A South African ping-pong player, Cheryl Roberts, tested positive for stimulants and was not allowed into these Olympics. I can not imagine what drug possibly could help you play better ping-pong. Maybe she just assumed if you are going to be a world-class athlete, you have to take something.
Ben Johnson sent that message not just to us, but to all athletes. Drugs work. Johnson himself, smaller, slower, made the semifinals, but stumbled out of the starting blocks and finished last in his heat, missing the finals.
”I believe Ben is running clean,” said Carl Lewis. ”Everything I see tells me he is.”
He sees 10.7 seconds instead of 9.8. Losing ensures innocence.
The problem is not, never was, taking drugs. The problem is getting caught.
The suspects, still wearing their Olympic medals, are escorted to a mirrored room with an official witness and asked to make a deposit. Multiply unease in a public restroom by a thousand.
”Totally embarrassing,” U.S. weightlifter Mario Martinez said. American weightlifters are not doing well here. They have been tested already seven times this year.
”It`s impossible to get our sport totally clean,” U.S. lifter Bryan Jacob said. ”But it is worth all the indignities as long as they are trying to clean it up.”
Two British weightlifters have been sent home for steroids. A British sprinter, Jason Livingston, known ironically as Little Ben because he resembles Johnson, was dismissed after testing positive, twice, for drugs.
There may be more revelations and expulsions, if not the eruption in Seoul that fixed Johnson as the most celebrated cheater ever. Much of the heavy work was done before the Games. We had the Butch Reynolds case in the U.S. We also had U.S. discus champion Kamy Keshmiri, with the longest throw in the world this year, banned for drugs.
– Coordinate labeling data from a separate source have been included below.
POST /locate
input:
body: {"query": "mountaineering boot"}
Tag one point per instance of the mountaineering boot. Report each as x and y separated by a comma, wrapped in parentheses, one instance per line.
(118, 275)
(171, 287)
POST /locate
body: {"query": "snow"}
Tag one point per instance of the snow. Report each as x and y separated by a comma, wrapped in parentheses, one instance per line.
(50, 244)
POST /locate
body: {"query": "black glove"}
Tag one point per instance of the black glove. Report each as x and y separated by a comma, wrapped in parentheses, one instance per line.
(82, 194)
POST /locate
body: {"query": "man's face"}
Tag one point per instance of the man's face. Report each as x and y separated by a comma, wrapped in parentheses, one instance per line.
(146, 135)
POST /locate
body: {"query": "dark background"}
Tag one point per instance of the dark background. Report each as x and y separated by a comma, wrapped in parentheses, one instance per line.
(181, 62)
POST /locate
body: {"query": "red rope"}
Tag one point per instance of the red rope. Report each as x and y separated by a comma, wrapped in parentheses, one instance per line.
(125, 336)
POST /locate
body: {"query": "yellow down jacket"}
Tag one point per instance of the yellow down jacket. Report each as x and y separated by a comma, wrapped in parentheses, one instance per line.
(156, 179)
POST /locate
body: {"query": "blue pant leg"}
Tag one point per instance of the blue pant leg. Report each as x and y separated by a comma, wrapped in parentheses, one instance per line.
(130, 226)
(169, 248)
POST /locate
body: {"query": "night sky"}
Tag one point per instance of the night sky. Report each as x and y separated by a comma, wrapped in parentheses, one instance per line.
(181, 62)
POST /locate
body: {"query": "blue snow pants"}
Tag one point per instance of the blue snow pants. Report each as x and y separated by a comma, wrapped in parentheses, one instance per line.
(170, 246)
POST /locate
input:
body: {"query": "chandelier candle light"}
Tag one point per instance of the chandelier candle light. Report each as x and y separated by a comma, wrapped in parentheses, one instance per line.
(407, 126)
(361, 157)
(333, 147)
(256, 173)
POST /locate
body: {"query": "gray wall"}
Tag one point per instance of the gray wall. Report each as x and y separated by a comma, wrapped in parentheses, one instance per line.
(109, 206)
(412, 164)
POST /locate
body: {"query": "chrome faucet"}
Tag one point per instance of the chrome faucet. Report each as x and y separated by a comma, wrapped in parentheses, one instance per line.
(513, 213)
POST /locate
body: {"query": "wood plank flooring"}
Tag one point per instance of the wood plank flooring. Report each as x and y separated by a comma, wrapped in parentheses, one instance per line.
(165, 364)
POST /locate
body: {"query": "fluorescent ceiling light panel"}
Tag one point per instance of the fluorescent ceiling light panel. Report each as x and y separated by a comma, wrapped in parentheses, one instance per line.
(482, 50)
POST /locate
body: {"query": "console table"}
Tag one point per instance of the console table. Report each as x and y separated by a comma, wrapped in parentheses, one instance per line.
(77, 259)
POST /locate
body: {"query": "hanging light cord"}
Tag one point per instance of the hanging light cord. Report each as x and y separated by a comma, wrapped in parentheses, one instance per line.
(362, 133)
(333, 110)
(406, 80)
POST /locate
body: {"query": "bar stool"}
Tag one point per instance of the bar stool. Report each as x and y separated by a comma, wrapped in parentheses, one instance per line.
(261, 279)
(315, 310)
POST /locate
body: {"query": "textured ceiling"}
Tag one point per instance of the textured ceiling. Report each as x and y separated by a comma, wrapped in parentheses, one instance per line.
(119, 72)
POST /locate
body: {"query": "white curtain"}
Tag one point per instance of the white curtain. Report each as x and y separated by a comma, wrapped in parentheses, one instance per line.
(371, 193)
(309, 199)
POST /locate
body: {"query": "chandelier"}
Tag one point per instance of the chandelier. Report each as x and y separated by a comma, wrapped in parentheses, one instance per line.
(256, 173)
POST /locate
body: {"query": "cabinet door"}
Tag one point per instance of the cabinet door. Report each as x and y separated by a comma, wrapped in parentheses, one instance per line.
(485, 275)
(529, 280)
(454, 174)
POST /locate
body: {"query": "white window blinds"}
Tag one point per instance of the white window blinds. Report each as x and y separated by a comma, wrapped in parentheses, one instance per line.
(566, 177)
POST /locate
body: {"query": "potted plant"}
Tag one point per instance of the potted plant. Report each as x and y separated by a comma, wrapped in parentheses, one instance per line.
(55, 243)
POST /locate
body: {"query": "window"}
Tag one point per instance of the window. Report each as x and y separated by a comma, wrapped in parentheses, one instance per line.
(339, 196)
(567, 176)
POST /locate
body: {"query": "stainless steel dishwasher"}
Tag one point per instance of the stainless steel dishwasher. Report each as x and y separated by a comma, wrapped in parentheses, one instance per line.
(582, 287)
Six Nigerians were excluded for drug abuse. Katrin Krabbe of Germany, world champion sprinter, technically was cleared but is obviously absent. She had provided identical clean specimens for testing on two different continents at two different times of the year. Hey, it could happen.
Greatest suspicion falls on the Chinese, the newest successful player in international sports. Some of their swimmers look like some of our
weightlifters, with more acne and facial hair than is usual in the adolescent Oriental.
After China swimmer Yong Zhuang won the women`s 100 freestyle, the conclusion jumped at was steroids. Swimmers don`t test automatically, and Zhuang was not chosen for review.
”I`m not accusing anybody, but when it`s winner-take-all, you`d like to see everyone tested,” said American Jenny Thompson, who was.
With a pool of a billion bodies to choose from, it is likely the Chinese could find the odd breaststroker and shot putter, but it is easier to believe the search would take a lot longer than an injection.
”You will have a drug-free Olympics when you have a drug-free society,” Lewis said.
That sounds good but avoids the issue. The Olympics are supposed to be better than society. That is why we give them all this attention and their heroes so much of our admiration. If what`s going on here is just another night out, we`re all wasting our time.
Greeks used mushrooms, early marathoners used strychnine. A cyclist-Knut Jensen-died in the 1960 Olympics after taking amphetamines. Five cyclists were disqualified at Munich. Seven weightlifters at Montreal.
None of this is new, and none of this is over.
Six South Korean athletes were reinstated for these Games after being banned for steroids. Their federation explained they had eaten a dog that had been given steroids.
Equestrian Eric Navet of France was suspended not because he personally took drugs but because the International Equestrian Federation said his horse, Quito de Baussy, used cortisol, a steroid.
Navet might be contending for a gold medal today if he had chosen the Korean solution. Obviously, he should have eaten his horse.